BY CHELSEA’S FIRST BIRTHDAY, HOWEVER, IT WAS CLEAR SHE WAS NOT DEVELOPING NORMALLY. SIX MONTHS LATER, CHELSEA WAS DIAGNOSED WITH RETT SYNDROME. BUT THERE WAS NO DEFINITIVE TEST FOR RETT SYNDROME, NO KNOWN CAUSE, AND NO TREATMENTS. COENRAADS DEDICATED HERSELF TO SEEK OUT AND WORK WITH SCIENTISTS WILLING TO STUDY THE DISEASE. A COFOUNDER OF THE RETT SYNDROME RESEARCH FOUNDATION (RSRF) AND ITS CURRENT DIRECTOR OF RESEARCH, COENRAADS HAS HELPED PROVIDE MORE THAN $11 MILLION IN RESEARCH GRANTS.
After Chelsea's diagnosis, I started to learn all I could about Rett syndrome. It was a pretty depressing scenario: The girls lost most if not all acquired language and motor skills, became autistic-like, and suffered seizures; some appeared to be in terrible pain. Even more depressing, the search for the gene had been ongoing for 15 years.
It was evident that an organization able to focus its energy on research would be beneficial. At the beginning, I just wanted to link scientists to speed discovery. I talked to top-notch scientists and directors of research organizations about what was needed. As it turned out, just as we were getting RSRF off the ground, the Rett-related gene MECP2 was discovered, so we immediately began brainstorming about the next steps.
I never expected to fall in love with the science, but the neurobiology of Rett is fascinating. MECP2 is involved in regulating the expression of other genes, so the question is which genes are responsible for the diverse neurological symptoms. MECP2 has lured all sorts of researchers into the Rett field, because it touches on so many different areas of science.
Before the Foundation, I was running a successful restaurant.
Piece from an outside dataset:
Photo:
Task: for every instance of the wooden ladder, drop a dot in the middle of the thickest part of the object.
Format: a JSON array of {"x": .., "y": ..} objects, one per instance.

I have an MBA, but I really fell into the business. My father had opened a restaurant in Stamford, Connecticut, and soon after became very ill. My brother and I took over and ran it for 10 years. I figured that when life had thrown me lemons I had made lemonade once. When Rett syndrome reared its ugly head, I thought perhaps I could do it again.
I'm not so naïve to think that we have the resources to single-handedly cure Rett syndrome—that's bigger than any one organization, lab, or investigator. But we do have passion. Founded by six concerned parents of children with Rett, our organization is extremely motivated and a lot of what we do doesn't involve huge amounts of money. We can bring researchers together to share ideas. It's about engaging world-class talent. It's about forging relationships and pooling resources.
We can be nimble in ways that large federal agencies aren't, funding risky projects that the government isn't willing to take on. We have an esteemed scientific advisory board, chaired by Adrian Bird of the University of Edinburgh, and many ad hoc advisors who ensure that we fund high-impact projects directly relevant to Rett syndrome.